Section 3.5 Properties and applications of logarithmic functions

Logarithms arise as inverses of exponential functions. In addition, we have motivated their development by our desire to solve exponential equations such as \(e^k = 3\) for \(k\text{.}\) Because of the inverse relationship between exponential and logarithmic functions, there are several important properties logarithms have that are analogous to ones held by exponential functions. We will work to develop these properties and then show how they are useful in applied settings.

Preview Activity 3.5.1.

In the following questions, we investigate how \(\log_{10}(a \cdot b)\) can be equivalently written in terms of \(\log_{10}(a)\) and \(\log_{10}(b)\text{.}\)
  1. Write \(10^x \cdot 10^y\) as \(10\) raised to a single power. That is, complete the equation
    \begin{equation*} 10^x \cdot 10^y = 10^{\Box} \end{equation*}
    by filling in the box with an appropriate expression involving \(x\) and \(y\text{.}\)
  2. What is the simplest possible way to write \(\log_{10}10^x\text{?}\) What about the simplest equivalent expression for \(\log_{10}10^y\text{?}\)
  3. Explain why each of the following three equal signs is valid in the sequence of equalities:
    \begin{align*} \log_{10}(10^x \cdot 10^y) &= \log_{10}(10^{x+y})\\ &= x+y\\ &= \log_{10}(10^x) + \log_{10}(10^y)\text{.} \end{align*}
  4. Suppose that \(a\) and \(b\) are positive real numbers, so we can think of \(a\) as \(10^x\) for some real number \(x\) and \(b\) as \(10^y\) for some real number \(y\text{.}\) That is, say that \(a = 10^x\) and \(b = 10^y\text{.}\) What does our work in (c) tell us about \(\log_{10}(ab)\text{?}\)

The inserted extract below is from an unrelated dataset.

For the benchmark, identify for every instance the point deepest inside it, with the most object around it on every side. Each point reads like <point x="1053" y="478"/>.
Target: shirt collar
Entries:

Subsection 3.5.1 Key properties of logarithms

In Preview Activity 3.5.1, we considered an argument for why \(\log_{10}(ab) = \log_{10}(a) + \log_{10}(b)\) for any choice of positive numbers \(a\) and \(b\text{.}\) In what follows, we develop this and other properties of the natural logarithm function; similar reasoning shows the same properties hold for logarithms of any base.
Let \(a\) and \(b\) be any positive real numbers so that \(x = \ln(a)\) and \(y = \ln(b)\) are both defined. Observe that we can rewrite these two equations using the definition of the natural logarithm so that
\begin{equation*} a = e^x \ \text{ and } \ b = e^y\text{.} \end{equation*}
Using substitution, we can now say that
\begin{equation*} \ln(a \cdot b) = \ln(e^x \cdot e^y)\text{.} \end{equation*}
By exponent rules, we know that \(\ln(e^x \cdot e^y) = \ln(e^{x+y})\text{,}\) and because the natural logarithm and natural exponential function are inverses, \(\ln(e^{x+y}) = x+y\text{.}\) Combining the three most recent equations,
\begin{equation*} \ln(a \cdot b) = x + y\text{.} \end{equation*}
Finally, recalling that \(x = \ln(a)\) and \(y = \ln(b)\text{,}\) we have shown that
\begin{equation*} \ln(a \cdot b) = \ln(a) + \ln(b) \end{equation*}
for any choice of positive real numbers \(a\) and \(b\text{.}\)
A similar property holds for \(\ln(\frac{a}{b})\text{.}\) By nearly the same argument, we can say that
\begin{align*} \ln\left( \frac{a}{b} \right) &= \ln\left( \frac{e^x}{e^y} \right)\\ &= \ln \left( e^{x-y} \right)\\ &= x-y\\ &= \ln(a) - \ln(b)\text{.} \end{align*}
We have thus shown the following general principles.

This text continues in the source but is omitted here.